As dificuldades do mercado de arrendamento: preços e pouca oferta
A procura de uma casa é um processo que, para muitos jovens, se torna frustrante devido aos elevados valores de arrendamento e à escassez de oferta. Barciela partilha a sua experiência ao procurar habitação em zonas próximas ao São João: “Muito caro e por vezes só para arrendar T0 ou quartos por 400 euros.” Jennifer, que também já pesquisou opções de alojamento, observa que “os valores elevados das residências estudantis e apartamentos” representam uma grande barreira. Para Margarida, que já viveu em França, a experiência foi ainda mais complexa. Ela menciona que, como não era cidadã francesa, enfrentou dificuldades adicionais.
“Apesar de ter um contrato efetivo e ganhar acima do salário mínimo, o facto de ser jovem e estrangeira fazia com que dessem prioridade a franceses.”Esta discriminação e os elevados preços também são obstáculos comuns para jovens que tentam estabelecer-se fora do país.

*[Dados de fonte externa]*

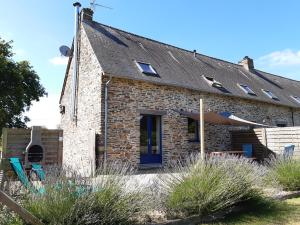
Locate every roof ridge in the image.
[255,69,300,83]
[83,20,300,83]
[83,21,300,82]
[83,20,246,67]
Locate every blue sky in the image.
[0,0,300,127]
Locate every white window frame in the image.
[261,89,279,100]
[135,61,157,75]
[238,84,256,95]
[291,95,300,104]
[203,75,223,88]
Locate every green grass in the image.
[270,158,300,191]
[200,198,300,225]
[162,157,264,218]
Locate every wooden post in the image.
[199,99,205,159]
[0,190,43,225]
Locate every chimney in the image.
[239,56,254,71]
[81,8,94,21]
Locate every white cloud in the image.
[258,49,300,67]
[25,94,60,129]
[14,48,26,57]
[49,56,69,66]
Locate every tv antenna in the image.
[90,0,113,12]
[59,45,71,57]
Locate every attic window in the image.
[204,76,223,88]
[291,96,300,104]
[238,84,256,95]
[136,62,158,76]
[262,89,279,101]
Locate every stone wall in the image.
[61,25,102,175]
[61,24,300,174]
[102,78,300,164]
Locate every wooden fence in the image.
[2,128,63,171]
[231,127,300,159]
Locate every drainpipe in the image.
[71,2,81,121]
[291,108,295,127]
[104,77,111,168]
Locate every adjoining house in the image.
[60,9,300,175]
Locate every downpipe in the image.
[104,77,112,168]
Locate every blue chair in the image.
[242,144,253,158]
[31,164,46,181]
[9,158,32,189]
[9,158,45,194]
[283,144,295,158]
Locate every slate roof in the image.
[79,18,300,108]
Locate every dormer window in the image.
[238,84,256,95]
[262,89,279,101]
[136,62,158,76]
[291,96,300,104]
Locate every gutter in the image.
[104,76,112,168]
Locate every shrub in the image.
[161,156,266,217]
[269,157,300,191]
[24,165,145,225]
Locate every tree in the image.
[0,37,46,134]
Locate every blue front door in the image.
[140,115,162,164]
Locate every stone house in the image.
[60,9,300,173]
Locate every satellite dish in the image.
[59,45,71,57]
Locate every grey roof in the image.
[83,21,300,108]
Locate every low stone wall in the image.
[265,127,300,158]
[1,128,63,170]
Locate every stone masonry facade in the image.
[61,25,102,174]
[61,24,300,174]
[102,78,300,165]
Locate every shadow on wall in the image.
[231,129,276,162]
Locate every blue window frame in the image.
[188,118,200,142]
[140,115,162,164]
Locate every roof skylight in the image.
[291,96,300,104]
[203,75,231,94]
[203,76,223,88]
[136,62,157,75]
[238,84,256,95]
[262,89,279,100]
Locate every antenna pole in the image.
[71,2,81,121]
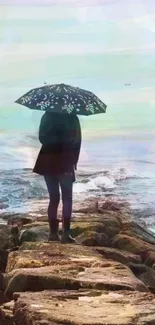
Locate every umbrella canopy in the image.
[16,84,107,115]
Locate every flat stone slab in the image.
[14,290,155,325]
[4,260,148,297]
[6,242,103,273]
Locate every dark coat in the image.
[33,112,81,175]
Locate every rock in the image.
[76,230,109,246]
[4,243,147,296]
[109,234,155,255]
[96,247,142,265]
[122,220,155,245]
[0,249,8,273]
[6,242,103,273]
[11,290,155,325]
[0,301,14,325]
[0,224,18,250]
[143,251,155,267]
[19,215,121,245]
[129,263,155,293]
[19,225,49,245]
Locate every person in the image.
[33,112,81,243]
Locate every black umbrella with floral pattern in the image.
[16,84,107,115]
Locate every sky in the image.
[0,0,155,132]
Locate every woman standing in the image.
[33,112,81,243]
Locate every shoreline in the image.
[0,197,155,325]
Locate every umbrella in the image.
[16,84,107,115]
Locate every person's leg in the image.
[44,175,60,241]
[59,173,75,243]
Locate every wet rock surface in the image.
[0,198,155,325]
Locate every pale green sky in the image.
[0,0,155,130]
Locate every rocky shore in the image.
[0,198,155,325]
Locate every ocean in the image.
[0,131,155,229]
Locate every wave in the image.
[75,168,149,193]
[134,159,155,165]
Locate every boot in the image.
[61,218,77,244]
[48,219,60,241]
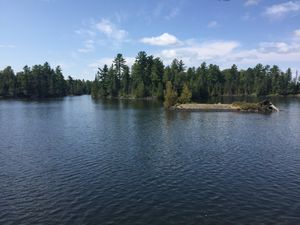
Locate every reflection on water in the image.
[0,96,300,224]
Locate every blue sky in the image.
[0,0,300,79]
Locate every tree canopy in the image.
[0,62,92,98]
[92,51,300,102]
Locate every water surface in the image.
[0,96,300,225]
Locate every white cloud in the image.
[159,41,239,65]
[0,44,16,48]
[77,39,95,53]
[96,19,128,41]
[88,57,135,71]
[259,42,290,53]
[141,33,179,46]
[207,20,218,28]
[265,1,300,19]
[244,0,260,6]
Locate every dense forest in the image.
[91,51,300,102]
[0,62,92,98]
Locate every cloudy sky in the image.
[0,0,300,79]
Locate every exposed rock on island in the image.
[171,100,279,113]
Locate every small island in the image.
[170,100,279,113]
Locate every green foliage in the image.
[0,62,92,98]
[232,102,259,111]
[164,81,178,109]
[178,84,192,104]
[92,52,300,102]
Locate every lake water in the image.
[0,96,300,225]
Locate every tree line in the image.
[0,62,92,98]
[91,51,300,102]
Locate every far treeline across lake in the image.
[0,51,300,100]
[0,62,92,98]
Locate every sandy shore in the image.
[173,103,240,112]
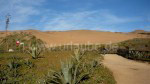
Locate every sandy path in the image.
[103,54,150,84]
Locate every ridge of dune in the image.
[0,30,148,45]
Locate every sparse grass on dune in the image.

Valério, que optou por comprar uma casa em vez de arrendar, destaca as dificuldades que enfrentou para encontrar um terreno acessível: “Na altura, foi difícil encontrar um terreno suficientemente grande e a um preço acessível.” Hoje, a construção da sua casa teria um custo muito superior, o que torna a aquisição de habitação ainda mais complexa para os jovens de hoje.
A mobilidade e a procura por áreas mais acessíveis
Para alguns jovens, a ideia de se mudarem para áreas mais acessíveis é uma possibilidade a considerar. Barciela partilha: “Sim, mas se fosse para sair, gostaria de ir para o interior e não para uma cidade grande. Gostava de experimentar algo diferente de uma rotina de cidade.” Este desejo por uma vida mais tranquila e acessível fora dos grandes centros urbanos reflete-se também na experiência de outros jovens.
Margarida, ao ponderar entre Portugal e o estrangeiro, considera que, se tivesse a oportunidade de adquirir uma casa no exterior com menos dificuldades financeiras, optaria por viver fora do país: “Se tivesse de escolher entre pagar um crédito de imensos anos aqui e, no estrangeiro, conseguir comprar com as poupanças que iria acumular, preferia viver fora.”
Valério pondera também a possibilidade de uma mudança de região, considerando aspectos climáticos e a flexibilidade do trabalho remoto: “Com a possibilidade de trabalhar remotamente, a mudança para uma zona mais longe do trabalho é uma opção viável, desde que se chegue a um acordo com a empresa.”
O programa ‘Mais Habitação’ será uma solução eficaz?
Entre os jovens, a opinião sobre o programa “Mais Habitação” e outras medidas de incentivo ao arrendamento é mista. Barciela vê o programa com bons olhos, mas alerta para a disparidade entre a oferta e a procura: “Definitivamente é um bom programa no geral. O problema é que Portugal tem uma quantidade grande de pessoas cá dentro para se sustentar.” Ele acredita que, enquanto a procura superar a oferta, as dificuldades continuarão. Jennifer considera o programa uma boa iniciativa, mas destaca que o país ainda enfrenta problemas económicos que agravam a crise habitacional.
“Portugal ainda sofre com questões económicas que acabam por influenciar nessa área também.”
Margarida, por outro lado, admite não estar ciente do programa, refletindo a possível falta de divulgação ou relevância da medida entre os jovens. Para Valério, as medidas propostas pelo programa são um passo positivo, mas insuficiente: “A meu ver, a crise é devida a dois fatores: a falta de habitações novas e o preço inflacionado pela procura dos estrangeiros que investem em Portugal e pelo aumento do turismo, que coloca o arrendamento para turistas como prioridade.”